The Last Lincoln Conspirator: John Surratt's Flight from the Gallows, Naval Institute Press (Annapolis, MD), 2008.
Andrew C.A. Jampoler, a retired naval aviator, has often written about historic events at sea. His first published book, Adak: The Rescue of Alfa Foxtrot 586, deals with a military aviation disaster. An American spy plane, codenamed Alfa Foxtrot 586, was flying over the Bering Sea one day in the fall of 1978 when one of its engines failed. The pilot attempted to get the aircraft back to land, but ultimately he was forced to crash-land in the icy water southwest of an island called Adak. Of the fifteen crew members, twelve escaped to life rafts; the pilot drowned trying to swim to the rafts, and another man, badly injured, died in the wreckage. Three men in the rafts eventually died of exposure, but the rest survived to be rescued by a Russian fishing trawler—an example, some observers remarked, of cooperation between the Soviet Union and the United States, then bitter enemies in the Cold War.
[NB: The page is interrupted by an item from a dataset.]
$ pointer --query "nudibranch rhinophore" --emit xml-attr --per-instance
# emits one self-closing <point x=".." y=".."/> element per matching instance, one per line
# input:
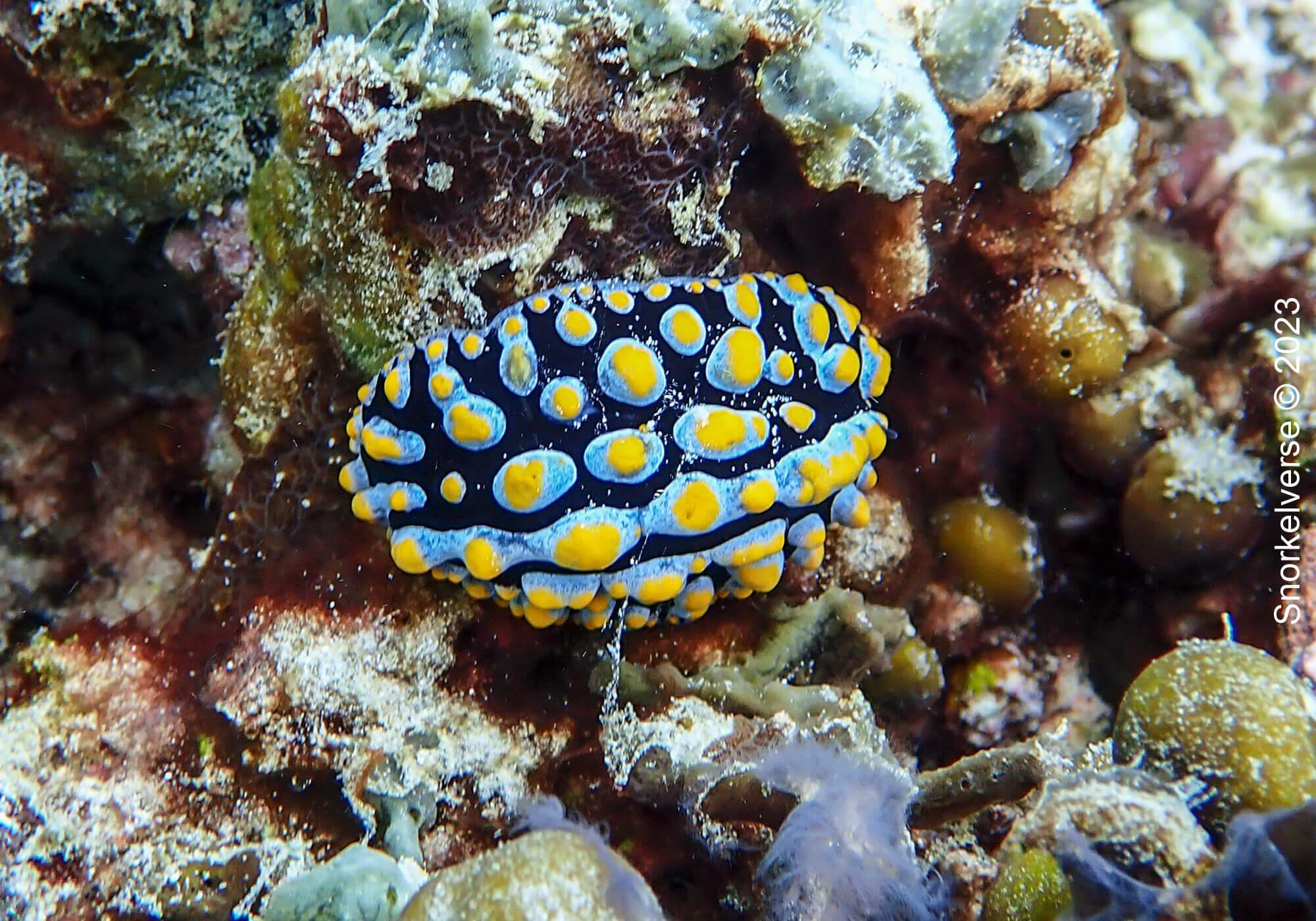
<point x="648" y="445"/>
Several critics deemed Jampoler's account of the crash and rescue a dramatic and suspenseful story, and they noted his intimate familiarity with some aspects of it: he had flown the same type of plane, over the same routes. David R. Mets, reviewing for the Air & Space Power Journal, called Jampoler a "marvelous combination of experienced operator in the airplane, service, and region concerned, plus a writer of very considerable talent." His book is "a joy to read," Mets added. Daniel Ford, writing in the Wall Street Journal, commented that Jampoler, with "a gift for narrative and homely metaphor," has written "an adventure story to rival the best you've ever read."
Jampoler followed this work with Sailors in the Holy Land: The 1848 American Expedition to the Dead Sea and the Search for Sodom and Gomorrah. This expedition, led by naval lieutenant David Lynch, sought to gather scientific data on the Jordan River and the Dead Sea, and also to find the ruins of the two cities that were, according to the Bible, destroyed by God for their wickedness. The crew suffered through the region's intense heat and had some difficult relationships with local tribes, but despite the harsh conditions, only one member died, and ultimately the expedition correctly calculated the elevation of the Dead Sea and collected accurate and useful information about the Jordan. Lynch also convinced himself that he had found the sites of Sodom and Gomorrah under the sea.
In an interview with Neal Conan for National Public Radio's Talk of the Nation, Jampoler noted that the expedition reflected a nineteenth-century America that was deeply religious but fascinated by scientific discoveries and advancements. "It was a unique period of change," he told Conan. He further commented that he was drawn to the story because "Lynch's pilgrimage was interesting in its own right as a religious journey" and also because of "the scientific questions that he answered and the success with which he did that."
Some reviewers thought Jampoler had told the expedition's tale in an effective, engaging manner. Andrew Lambert, writing in the International Journal of Naval History, remarked that the author sometimes veers away from his primary topic, but concluded: "If his book is often discursive the rewards for completing the journey are far greater than might initially appear; refreshingly different and thought-provoking." Daniel Pipes, a contributor to the Middle East Quarterly, found Jampoler concentrated on the American sailors at the expense of conveying the Middle East of the time, but allowed that he "gives those details necessary to make the nearly yearlong trip come alive." Lambert summed the book up as a "striking text."
BIOGRAPHICAL AND CRITICAL SOURCES:
Air & Space Power Journal, September 22, 2004, David R. Mets, review of Adak: The Rescue of Alfa Foxtrot 586, p. 121.
International Journal of Middle East Studies, November 1, 2006, Richard A. Freund, review of Sailors in the Holy Land: The 1848 American Expedition to the Dead Sea and the Search for Sodom and Gomorrah, p. 630.
Journal of Military History, October 1, 2006, James C. Bradford, review of Sailors in the Holy Land, p. 1127.
Middle East Quarterly, March 22, 2006, Daniel Pipes, review of Sailors in the Holy Land, p. 90.
Reference & Research Book News, August 1, 2005, review of Sailors in the Holy Land, p. 47.
Sea Power, July 1, 2003, Sherry L. Gardner, review of Adak, p. 45.
Wall Street Journal, May 16, 2003, Daniel Ford, review of Adak, p. 10.